仁王よりも真田の方が柳と一緒にいる時間が長いというのに・・・。

「練習中に仁王がお前の様子が変だといったんだ。何かあったのか?」

「・・・・・・」

柳は無言のまま。二人の間に気まずい雰囲気が漂う。

「話したくなければ、別に無理にとは・・・いわんが・・・心配でな・・・」

駅までの道のりの間、終始二人に会話がなかった。

電車を待つ駅のホームで、柳はポツンといった。

「心配性だな、弦一郎は。ただ・・・考え事が多くなっただけだ・・・」

電車に乗り、柳が電車を降りるときに笑みを浮かべて

「弦一郎・・・また明日・・・」

その笑顔とその言葉が何故か、真田の耳の奥と脳裏から離れなかった。




次の日。

朝から一つのメールが真田の携帯に入った。柳からだった。

『弦一郎、おはよう。朝からメールをしてすまなかった。本当はお前の声を聞きたかったのだが・・・じゃぁ、また。』


「・・・蓮ニ?」

その文面に何か違和感があることに真田は気がついたが、それが何なのか形にはならなかった。

ただ、柳らしくない。そう感じた。

真田は急いで制服に着替えると、家を飛び出した。

母の声が後ろから聞こえたが、今はそれどころではなかった。

駅まで道を走る。そんなに遠い距離ではない。

電車に乗って隣の駅へ・・・柳の家に向かう。

たかが、メールの文面。何故か、真田は不安になった。

柳が遠くに行ってしまう。そんな思いが真田の心に広がった。

――蓮ニ・・・俺を残して遠くへ行かないでくれっ!――

目の前に柳の家が見える。

夢中で走った。

ふと、白い服が目に入った。

あの背格好。あの後ろ姿。

「蓮ニっ!」

無意識で名を呼んでいた。

「げ・・・弦一郎・・・」

その白い影が振り向き、真田は彼を柳と判別したとき、真田はその場に崩れた。

崩れた真田を柳は抱きかかえた。

「弦一郎・・・どうして・・・ここに?」

驚きと悲しさが交差する顔をしながら柳はそう、つぶやいた。

「もうあんなメールは出すな・・・蓮ニ」


苦笑いをこぼし、そういった真田だったが、まだ肩で息をしていた。

「・・・弦一郎・・・すまない。

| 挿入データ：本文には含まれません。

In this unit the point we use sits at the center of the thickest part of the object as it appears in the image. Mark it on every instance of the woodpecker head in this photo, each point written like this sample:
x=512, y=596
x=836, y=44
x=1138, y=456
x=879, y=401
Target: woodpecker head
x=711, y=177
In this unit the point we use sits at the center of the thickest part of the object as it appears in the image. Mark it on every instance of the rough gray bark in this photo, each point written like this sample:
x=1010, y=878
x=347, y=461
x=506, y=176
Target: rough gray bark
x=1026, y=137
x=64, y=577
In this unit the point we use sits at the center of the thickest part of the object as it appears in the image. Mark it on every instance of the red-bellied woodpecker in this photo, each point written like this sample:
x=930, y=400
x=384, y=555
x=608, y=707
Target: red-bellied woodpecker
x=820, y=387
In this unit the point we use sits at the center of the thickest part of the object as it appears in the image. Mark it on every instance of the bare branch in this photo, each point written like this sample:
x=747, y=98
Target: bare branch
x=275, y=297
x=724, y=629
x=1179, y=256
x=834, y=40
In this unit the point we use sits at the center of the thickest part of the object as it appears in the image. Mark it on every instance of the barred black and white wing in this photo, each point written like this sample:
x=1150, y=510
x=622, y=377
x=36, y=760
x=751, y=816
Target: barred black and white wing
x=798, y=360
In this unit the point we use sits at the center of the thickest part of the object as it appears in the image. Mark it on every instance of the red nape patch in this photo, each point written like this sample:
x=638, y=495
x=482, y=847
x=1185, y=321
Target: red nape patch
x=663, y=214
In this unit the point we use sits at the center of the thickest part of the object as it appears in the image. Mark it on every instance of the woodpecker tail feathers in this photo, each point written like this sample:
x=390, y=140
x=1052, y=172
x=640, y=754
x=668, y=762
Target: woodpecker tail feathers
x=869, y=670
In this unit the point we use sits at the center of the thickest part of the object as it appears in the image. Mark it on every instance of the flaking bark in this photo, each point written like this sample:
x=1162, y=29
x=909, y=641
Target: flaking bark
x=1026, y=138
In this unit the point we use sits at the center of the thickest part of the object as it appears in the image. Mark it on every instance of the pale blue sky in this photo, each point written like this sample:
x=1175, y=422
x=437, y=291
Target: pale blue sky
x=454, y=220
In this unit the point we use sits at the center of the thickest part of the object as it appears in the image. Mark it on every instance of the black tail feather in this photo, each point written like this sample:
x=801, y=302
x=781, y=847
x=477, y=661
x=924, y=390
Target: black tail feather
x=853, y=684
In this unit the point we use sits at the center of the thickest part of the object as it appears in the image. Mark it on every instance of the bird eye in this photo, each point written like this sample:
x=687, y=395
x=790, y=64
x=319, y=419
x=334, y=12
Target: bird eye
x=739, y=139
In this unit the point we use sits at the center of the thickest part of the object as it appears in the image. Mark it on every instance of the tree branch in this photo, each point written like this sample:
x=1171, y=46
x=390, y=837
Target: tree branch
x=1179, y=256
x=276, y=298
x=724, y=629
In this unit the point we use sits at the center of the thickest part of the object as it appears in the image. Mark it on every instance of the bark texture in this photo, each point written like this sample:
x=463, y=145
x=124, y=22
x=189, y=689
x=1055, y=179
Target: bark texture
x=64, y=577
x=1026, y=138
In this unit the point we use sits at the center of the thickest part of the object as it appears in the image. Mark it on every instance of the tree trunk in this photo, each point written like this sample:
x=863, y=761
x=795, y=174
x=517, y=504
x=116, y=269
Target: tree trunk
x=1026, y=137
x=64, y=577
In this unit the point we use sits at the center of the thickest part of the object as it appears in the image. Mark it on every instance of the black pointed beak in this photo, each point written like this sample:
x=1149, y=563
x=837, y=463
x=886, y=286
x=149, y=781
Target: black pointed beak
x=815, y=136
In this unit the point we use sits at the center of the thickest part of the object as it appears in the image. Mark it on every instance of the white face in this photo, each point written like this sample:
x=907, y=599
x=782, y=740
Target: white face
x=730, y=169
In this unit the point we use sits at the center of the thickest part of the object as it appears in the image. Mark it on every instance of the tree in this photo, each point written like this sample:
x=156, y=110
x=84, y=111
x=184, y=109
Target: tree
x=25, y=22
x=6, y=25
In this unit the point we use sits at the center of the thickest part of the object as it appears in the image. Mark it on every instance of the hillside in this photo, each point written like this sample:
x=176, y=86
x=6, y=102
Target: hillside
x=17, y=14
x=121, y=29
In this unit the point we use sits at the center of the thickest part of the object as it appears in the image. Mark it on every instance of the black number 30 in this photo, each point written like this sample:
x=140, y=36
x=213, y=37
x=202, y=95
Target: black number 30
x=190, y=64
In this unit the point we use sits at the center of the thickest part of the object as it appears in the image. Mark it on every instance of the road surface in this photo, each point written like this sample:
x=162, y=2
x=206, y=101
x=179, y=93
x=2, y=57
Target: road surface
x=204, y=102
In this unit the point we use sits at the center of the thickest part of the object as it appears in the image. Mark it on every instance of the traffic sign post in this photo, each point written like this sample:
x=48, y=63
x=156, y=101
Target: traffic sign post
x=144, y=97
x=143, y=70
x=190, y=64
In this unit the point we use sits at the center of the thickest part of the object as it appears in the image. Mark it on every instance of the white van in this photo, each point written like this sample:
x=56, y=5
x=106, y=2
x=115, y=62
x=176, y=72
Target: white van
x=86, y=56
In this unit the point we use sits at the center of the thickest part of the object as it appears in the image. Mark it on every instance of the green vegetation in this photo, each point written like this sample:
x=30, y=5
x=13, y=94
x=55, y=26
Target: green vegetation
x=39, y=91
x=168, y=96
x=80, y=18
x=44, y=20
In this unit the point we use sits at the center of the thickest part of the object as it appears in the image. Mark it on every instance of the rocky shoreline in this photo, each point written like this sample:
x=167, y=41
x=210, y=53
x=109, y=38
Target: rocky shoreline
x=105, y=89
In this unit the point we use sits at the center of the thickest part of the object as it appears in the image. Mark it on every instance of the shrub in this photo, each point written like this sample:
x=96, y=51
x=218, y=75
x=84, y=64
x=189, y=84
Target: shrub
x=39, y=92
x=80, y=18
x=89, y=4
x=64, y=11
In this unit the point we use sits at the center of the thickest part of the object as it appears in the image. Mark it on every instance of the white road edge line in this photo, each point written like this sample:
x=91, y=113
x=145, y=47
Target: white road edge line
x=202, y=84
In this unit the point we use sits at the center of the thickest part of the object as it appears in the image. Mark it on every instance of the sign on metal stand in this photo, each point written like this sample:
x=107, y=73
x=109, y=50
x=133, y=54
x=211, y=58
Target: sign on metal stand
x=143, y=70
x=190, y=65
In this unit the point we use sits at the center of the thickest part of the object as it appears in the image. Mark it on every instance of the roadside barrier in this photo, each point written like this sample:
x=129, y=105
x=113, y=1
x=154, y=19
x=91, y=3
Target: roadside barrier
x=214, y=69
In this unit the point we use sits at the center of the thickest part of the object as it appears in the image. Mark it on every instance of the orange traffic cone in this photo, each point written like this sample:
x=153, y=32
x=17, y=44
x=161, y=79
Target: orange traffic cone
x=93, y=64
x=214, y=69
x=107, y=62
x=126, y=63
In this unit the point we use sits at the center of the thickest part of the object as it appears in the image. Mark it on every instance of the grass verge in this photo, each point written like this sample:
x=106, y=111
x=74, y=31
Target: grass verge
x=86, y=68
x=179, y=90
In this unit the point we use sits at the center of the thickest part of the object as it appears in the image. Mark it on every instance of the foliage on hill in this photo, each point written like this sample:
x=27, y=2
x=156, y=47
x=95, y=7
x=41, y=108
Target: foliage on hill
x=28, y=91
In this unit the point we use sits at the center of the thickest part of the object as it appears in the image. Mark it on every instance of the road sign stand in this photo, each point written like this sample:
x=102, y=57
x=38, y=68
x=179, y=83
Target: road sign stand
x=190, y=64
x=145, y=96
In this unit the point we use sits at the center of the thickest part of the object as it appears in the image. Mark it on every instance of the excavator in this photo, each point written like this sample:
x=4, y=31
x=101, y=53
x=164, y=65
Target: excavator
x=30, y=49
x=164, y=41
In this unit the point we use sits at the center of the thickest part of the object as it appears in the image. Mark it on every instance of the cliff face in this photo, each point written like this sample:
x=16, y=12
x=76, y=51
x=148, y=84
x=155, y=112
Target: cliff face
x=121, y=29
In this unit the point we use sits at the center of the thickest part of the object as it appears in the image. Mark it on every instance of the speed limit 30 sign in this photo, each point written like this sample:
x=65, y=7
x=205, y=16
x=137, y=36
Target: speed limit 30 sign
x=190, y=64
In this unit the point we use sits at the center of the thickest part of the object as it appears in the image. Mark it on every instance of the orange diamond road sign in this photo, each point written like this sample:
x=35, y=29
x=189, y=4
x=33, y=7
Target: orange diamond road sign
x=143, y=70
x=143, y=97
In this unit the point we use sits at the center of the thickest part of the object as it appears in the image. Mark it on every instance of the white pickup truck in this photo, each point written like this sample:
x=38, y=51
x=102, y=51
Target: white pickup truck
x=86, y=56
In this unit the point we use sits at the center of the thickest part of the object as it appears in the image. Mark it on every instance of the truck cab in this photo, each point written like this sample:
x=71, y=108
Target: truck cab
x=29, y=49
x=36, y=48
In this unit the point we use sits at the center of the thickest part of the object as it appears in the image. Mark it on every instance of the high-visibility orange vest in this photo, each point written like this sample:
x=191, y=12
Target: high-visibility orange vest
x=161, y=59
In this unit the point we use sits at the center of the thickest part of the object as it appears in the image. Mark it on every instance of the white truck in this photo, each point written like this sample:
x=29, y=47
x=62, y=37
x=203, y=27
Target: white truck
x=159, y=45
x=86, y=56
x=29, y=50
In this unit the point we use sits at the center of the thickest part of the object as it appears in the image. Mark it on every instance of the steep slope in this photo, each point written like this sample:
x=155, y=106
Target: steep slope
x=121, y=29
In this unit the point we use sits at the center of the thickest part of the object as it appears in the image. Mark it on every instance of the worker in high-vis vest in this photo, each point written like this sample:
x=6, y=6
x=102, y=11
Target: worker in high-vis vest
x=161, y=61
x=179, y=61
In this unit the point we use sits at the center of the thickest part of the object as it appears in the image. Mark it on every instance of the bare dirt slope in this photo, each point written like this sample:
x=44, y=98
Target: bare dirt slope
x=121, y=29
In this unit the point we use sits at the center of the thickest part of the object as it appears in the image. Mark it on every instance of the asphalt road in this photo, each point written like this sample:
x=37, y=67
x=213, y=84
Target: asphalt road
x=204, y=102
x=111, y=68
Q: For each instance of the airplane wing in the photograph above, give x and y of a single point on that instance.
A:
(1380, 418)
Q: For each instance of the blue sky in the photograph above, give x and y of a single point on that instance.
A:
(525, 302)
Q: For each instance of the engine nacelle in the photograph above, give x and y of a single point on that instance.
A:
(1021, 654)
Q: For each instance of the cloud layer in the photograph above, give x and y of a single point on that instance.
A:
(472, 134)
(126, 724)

俺は・・・不安だったんだ。俺は・・・お前のお荷物なんじゃないかって・・・・」

柳と真田はお互いに好き合い、恋人として付き合っていた。

いつか、袂を分かつ道を往くまで・・・同じ道を行きたいと思っていた。

それでも・・・真田のことを思うと、柳は不安になってしまう。

自分の存在自体が、彼のテニスプレイヤーとしての道を閉ざしているのではないかと。

「蓮ニ・・・誰がなんと言おうと、俺はお前に側に居て欲しい・・・それだけだ」

真田は柳の背中に腕を回し、そっと柳の唇と己のそれと重ねた。

暖かい・・・温もり。

柳は真田の気持ちに答えるように彼の背中に腕を回した。

「弦一郎・・・ありがとう・・・俺は・・・お前の隣にいて・・・いいんだな・・・」

「あぁ・・・お前しか・・・俺の隣は務まらんからな・・・」

二人はそっと再び口付けを交わした。




「だから、どうしてあんな家の前であんなことをするんだ?バレたら困るだろう」

柳は気にせずにしれっと言った。

朝の柳の家の前でのキス。

柳の家族にはバレていないことを祈る真田だった。